ミラクルナイト(資料=ムーニス)(c)MONEYTODAY
ミラクルナイト(資料=ムーニス)(c)MONEYTODAY

【01月16日 KOREA WAVE】韓国で不眠により病院を訪れた睡眠障害患者が約70万人(2021年・健康保険審査評価院)に達する。従来は、快適な寝室環境を作るためにマットレスを変えたり、睡眠薬の処方を受けたが、最近は寝る前にスマートフォンの睡眠アプリをオンにする――。

「すーっと」眠りにつくようにするスリ―プテック(睡眠技術)市場は大きな成長を遂げている。健康保険審査評価院によると、2011年には約4800億ウォン(約496億円)だった国内睡眠市場の規模は、10年で6倍に増えた3兆ウォン(約3099億円)台に成長した。

こうした成長の勢いに魅力を感じたスタートアップが続々と開発に乗り出した。

個人オーダーメードデジタル睡眠ソリューションアプリ「ミラクルナイト」開発会社である「ムーニス(Munice)」もその一つだ。

同社は今月5日、「ブルーポイント」「トランスリンクインベストメント」「デジタルヘルスケアパートナーズ」などから10億ウォン規模のフリーシリーズA投資を誘致した。既に睡眠アプリサービスがあふれ、流動性がこう着して投資に慎重を期すべきタイミングでの投資だ。
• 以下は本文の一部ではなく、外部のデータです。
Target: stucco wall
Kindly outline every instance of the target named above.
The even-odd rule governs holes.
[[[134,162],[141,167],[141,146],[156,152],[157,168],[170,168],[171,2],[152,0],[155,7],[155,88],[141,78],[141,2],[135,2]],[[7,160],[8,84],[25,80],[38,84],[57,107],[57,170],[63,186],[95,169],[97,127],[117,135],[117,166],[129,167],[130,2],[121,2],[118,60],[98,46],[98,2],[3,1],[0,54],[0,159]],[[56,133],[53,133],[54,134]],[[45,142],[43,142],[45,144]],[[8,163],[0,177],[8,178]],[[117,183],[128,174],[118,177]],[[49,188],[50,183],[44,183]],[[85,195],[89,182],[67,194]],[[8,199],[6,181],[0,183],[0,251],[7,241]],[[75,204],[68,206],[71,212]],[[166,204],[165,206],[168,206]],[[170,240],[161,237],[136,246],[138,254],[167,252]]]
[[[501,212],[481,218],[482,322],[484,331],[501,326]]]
睡眠ソリューションの競争が激しいが、科学・医学的に効果が立証されていないソリューションが多く、問題解決よりは睡眠モニタリングなどに偏っている。

今回の投資を主導したブルーポイントのキム・ユジョン首席審査役は「熟睡のためのユーチューブASMR(自律感覚快楽反応)や瞑想アプリなどを利用する人々がますます増えている。ただ、あくまで『これを利用すれば眠るのに少しでも役に立つのではないか』と、気休めとして使うだけ。実際にその技術の科学・医学的効果を立証されたところはほとんどない」と指摘する。

一方で、ミラクルナイトは、効果が検証された最適な睡眠誘導音をもとに、科学的な睡眠サイクルを作り出すという。

◇脳波を睡眠に誘導する最も効果的な方法

ミラクルナイトアプリをつけてみた。

「今日の気分はどうですか」と尋ねながら、ストレス、不安、疲れ、安らかなどの選択肢を提示する。このうち一つを選べば、周辺環境の騒音を追跡し、利用者の環境に合うモノラルビート(脳波を効果的に誘導する音波の組み合わせの一つ)を聞かせる。

韓国標準科学研究院などによると、脳波は特定の周波数に同期する。これを「脳波同調」という。ムーニスはこの中で眠る時、脳波がどのように同調するかに注目した。

脳波をデルタ波(深い睡眠に入った人から出る脳波状態)のような低い範囲の波長に同期させると、脳は低い速度で電気信号を作り、深い睡眠を誘導する。

脳波を同期させるためには、その周波数のリズムによって発生する音波の組み合わせを作る必要がある。脳波を効果的に誘導する音波の組み合わせは「モノラルビート」「バイノーラルビート」「アイソクロニック」の大きく3つに分けられる。

この中のバイノーラルビットは、他の周波数の音を同時に聞かないと効果が出ない。そのためにはイヤホンを両耳に装着しなければならないが、寝ている長い時間にイヤホンをするのは事実上不可能だ。ユーチューブASMR、瞑想アプリなどがバイノーラルビートを活用する。

アイソクロニックは音自体、異質感が大きく、睡眠音としては適していない。したがって、ミラクルナイトは追加装置の助けなしに効果的で相対的に楽な音を出すモノラルビートを選択した。

ムーニスは、延世(ヨンセ)大学応用脳認知科学研究所と協力して脳波を睡眠に誘導する最も効果的な方法を探す実験を進めた。

このプロセスで一般のモノラルビートよりはるかに強く効果的な「モノラルビートミキシングアルゴリズム」を開発した。これを臨床実験した結果、被験者のデルタ波が平均約18%増加した。

ムーニスはこの技術をもとにミラクルナイトアプリを製作した。